BEETHOVEN 200 YEARS AGO TODAY: Wednesday, March 22, 1826 (approximately)

Beethoven writes an undated letter to violinist Ignaz Schuppanzigh sometime around now (but after the premiere of the Quartet op.130 yesterday, March 21). “Dear Friend, It pleases me from the bottom of my heart to be able to do you a service, and my wish is thus fulfilled. If the composition has some merit, then Schuppanzig[h] has even greater merit in its performance. As often as you need the quartet, it is at your service from the bottom of my heart. No one else shall have it. I hope that the financial aspect [of the Akademie concert] has also turned out well for you. Unfortunately, there is little I can do about it. I embrace you, best and most esteemed Mylord, and I will gladly receive you tomorrow.”

“Your friend Beethoven.”

Brandenburg Letter 2135; Anderson Letter 1464. The whereabouts of the original letter are unknown. According to the General-Anzeiger für Bonn und Umgegend of June 1, 1939, the letter was allegedly once in the possession of the Academy of Music in Brno. The letter must refer to the premiere of the op.130 Quartet, however. Beethoven only allowed Schuppanzigh to premiere op.127 and 130 of the late quartets, and the premiere of op.127 was a disaster to the point that Beethoven in his anger had other quartets perform it almost immediately. Thus by elimination the letter must relate to the op.130 Quartet. Unfortunately the conversation books for this period are lost, preventing a more certain dating from Schuppanzigh’s intended visit to Beethoven planned for the next day.

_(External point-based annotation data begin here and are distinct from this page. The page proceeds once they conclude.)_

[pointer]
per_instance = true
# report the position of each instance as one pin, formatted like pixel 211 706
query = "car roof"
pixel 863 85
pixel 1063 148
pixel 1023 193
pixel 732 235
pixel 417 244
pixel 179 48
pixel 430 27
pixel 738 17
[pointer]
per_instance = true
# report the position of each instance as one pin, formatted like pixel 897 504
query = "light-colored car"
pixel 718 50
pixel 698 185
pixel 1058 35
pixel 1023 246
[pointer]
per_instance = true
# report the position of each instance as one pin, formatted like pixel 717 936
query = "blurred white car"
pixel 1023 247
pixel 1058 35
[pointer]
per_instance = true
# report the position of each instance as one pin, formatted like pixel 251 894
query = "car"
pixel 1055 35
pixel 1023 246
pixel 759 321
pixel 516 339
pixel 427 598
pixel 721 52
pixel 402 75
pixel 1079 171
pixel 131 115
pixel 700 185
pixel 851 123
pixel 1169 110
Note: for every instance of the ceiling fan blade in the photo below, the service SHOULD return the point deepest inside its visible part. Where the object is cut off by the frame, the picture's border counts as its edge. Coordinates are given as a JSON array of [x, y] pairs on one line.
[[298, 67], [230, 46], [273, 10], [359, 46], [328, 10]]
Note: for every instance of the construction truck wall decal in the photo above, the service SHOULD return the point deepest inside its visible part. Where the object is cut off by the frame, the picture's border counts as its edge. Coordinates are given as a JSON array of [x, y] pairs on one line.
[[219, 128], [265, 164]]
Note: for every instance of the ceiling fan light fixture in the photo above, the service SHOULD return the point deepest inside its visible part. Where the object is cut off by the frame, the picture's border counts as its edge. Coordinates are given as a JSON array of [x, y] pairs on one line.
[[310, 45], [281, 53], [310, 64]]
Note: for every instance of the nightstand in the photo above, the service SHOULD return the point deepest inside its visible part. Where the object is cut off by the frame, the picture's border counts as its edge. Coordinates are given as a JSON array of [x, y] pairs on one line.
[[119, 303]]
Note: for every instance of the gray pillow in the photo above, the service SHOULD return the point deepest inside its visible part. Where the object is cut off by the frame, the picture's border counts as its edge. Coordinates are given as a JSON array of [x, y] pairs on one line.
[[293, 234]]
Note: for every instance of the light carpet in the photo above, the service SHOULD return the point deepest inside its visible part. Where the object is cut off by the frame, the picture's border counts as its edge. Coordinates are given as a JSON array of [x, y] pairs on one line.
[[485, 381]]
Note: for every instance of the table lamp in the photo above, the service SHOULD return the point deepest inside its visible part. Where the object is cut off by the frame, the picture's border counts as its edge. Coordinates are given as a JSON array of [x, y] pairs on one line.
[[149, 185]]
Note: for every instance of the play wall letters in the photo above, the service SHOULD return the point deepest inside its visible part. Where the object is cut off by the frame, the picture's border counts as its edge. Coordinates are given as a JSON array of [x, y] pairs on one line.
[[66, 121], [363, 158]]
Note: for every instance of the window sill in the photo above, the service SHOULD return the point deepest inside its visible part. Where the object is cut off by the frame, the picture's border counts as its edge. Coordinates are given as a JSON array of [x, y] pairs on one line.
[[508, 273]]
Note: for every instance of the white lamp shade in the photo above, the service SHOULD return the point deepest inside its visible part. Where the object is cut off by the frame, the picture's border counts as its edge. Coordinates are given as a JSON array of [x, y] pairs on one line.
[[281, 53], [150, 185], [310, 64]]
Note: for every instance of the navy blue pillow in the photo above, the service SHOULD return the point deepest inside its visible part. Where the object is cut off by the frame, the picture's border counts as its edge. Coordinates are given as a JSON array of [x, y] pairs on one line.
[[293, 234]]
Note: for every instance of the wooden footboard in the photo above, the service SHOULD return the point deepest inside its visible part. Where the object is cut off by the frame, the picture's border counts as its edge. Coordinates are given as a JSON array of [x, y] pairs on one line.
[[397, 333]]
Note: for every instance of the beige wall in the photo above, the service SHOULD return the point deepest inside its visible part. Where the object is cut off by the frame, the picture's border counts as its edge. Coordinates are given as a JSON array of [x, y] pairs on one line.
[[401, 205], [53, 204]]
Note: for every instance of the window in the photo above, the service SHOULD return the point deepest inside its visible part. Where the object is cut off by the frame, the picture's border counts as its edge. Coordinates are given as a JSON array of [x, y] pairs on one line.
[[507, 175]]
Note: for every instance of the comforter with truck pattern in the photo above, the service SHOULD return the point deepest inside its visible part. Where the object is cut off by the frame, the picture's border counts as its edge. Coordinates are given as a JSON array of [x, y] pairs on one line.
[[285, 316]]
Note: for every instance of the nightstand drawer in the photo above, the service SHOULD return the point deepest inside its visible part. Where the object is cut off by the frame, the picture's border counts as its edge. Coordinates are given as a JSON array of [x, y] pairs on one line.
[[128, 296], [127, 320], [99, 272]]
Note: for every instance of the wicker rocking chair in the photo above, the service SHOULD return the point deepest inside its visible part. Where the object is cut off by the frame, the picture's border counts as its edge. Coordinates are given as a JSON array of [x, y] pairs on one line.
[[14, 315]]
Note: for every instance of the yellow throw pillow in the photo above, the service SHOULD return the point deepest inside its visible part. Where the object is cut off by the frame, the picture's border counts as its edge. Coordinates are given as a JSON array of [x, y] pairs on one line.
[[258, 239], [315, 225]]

Today’s Berliner allgemeine musikalische Zeitung (Nr.12) at 93-94 gives details about a performance of Beethoven’s incidental music for Egmont, op.84, held in Leipzig earlier this concert season, which was alluded to in a previous installment. “You may have already heard or read that the esteemed poet, Consistory Councillor Friedrich Mosengeil, has written a poetic explanation of this music in Meiningen, through which the individual pieces by Beethoven for this tragedy may also be performed in a concert setting, and brought more closely together. All that is needed is a good reciter who can expressively declaim these words, and with them give the impressions that the composer and poet aroused in the author.”

“This was certainly a good idea, since one is rarely able to hear this wonderful music at theatrical performances, precisely because Egmont rarely is seen on the stage, and because of the tension that the serious poetry creates in the audience. One cannot come fresh and sufficiently receptive to listening to such deep and powerful music, especially since the usual noise of those who change their seats during the intervals, or who carry on conversations with their neighbors, or who run in and out again, cause great annoyance to the eager listener. Thus our audience—although Egmont as accompanied by Beethoven’s music has also appeared on our stage within the last several years—nevertheless listened to the special performance of those pieces of music in concert with great, extraordinary participation.”

“Previously, Herr Stein, a member of our stage and particularly excellent as a reciter, spoke the aforementioned connecting words. Now the theater management has banned all members of the stage from making public appearances outside of it, so Herr Solbrig, known as a recitative speaker, therefore took his place. His seriousness and his agility cannot be overlooked, but he lacked the expression of youthful feeling, and his talents were particularly developed in comedy.”

“As always, the music found hearts that absorbed in themselves the mightiest and the most tender elements, which it unites and thus were carried upwards to the highest enthusiasm of victorious joy, the rejoicing of the finale.

“I recently heard—imagine—in the inn of a village near Leipzig the Overture to Beethoven’s Egmont, arranged for about 10 voices, performed quite finished and correctly by the company of dance musicians. Is this not proof of the culture of music in our time?”

“‘Follow culture, of course.’ But I think that music and culture will turn into unculture, and fall from their heights if the proportions and forms in which one listens to great and truly sacred music are not taken seriously. In my opinion, it is profanation to listen to such music while clinking coffee cups, drinking thick or thin beer, enveloped in the tobacco smoke that covers a restless and noisy crowd of people, in an arrangement that is too pretentious to be compared to a piano score, and too little to absorb the great nuances of a full orchestra, such as those contained in a Beethoven instrumental work.”

The incidental music to Egmont is here performed by Herbert von Karajan, conducting the Berlin Philharmonic, in a 1969 recording:

Among the other Beethoven works performed this concert season in Leipzig, according to today’s Berliner AMZ on page 94, are Beethoven’s Symphony Nr.2 in D major; Sinfonia Eroica, Nr.3; Symphony Nr.8; and Symphony Nr.4 in B-flat major. Also performed was the new Symphony Nr.3 op.90 by Beethoven’s former pupil, Ferdinand Ries [the symphony actually was ten years old, but was being heard in Leipzig for the first time, having just been published by Simrock in Bonn.] “Ries’ symphony did not quite live up to expectations. It is brilliantly executed, but does not impress itself on the memory with interesting melodies.”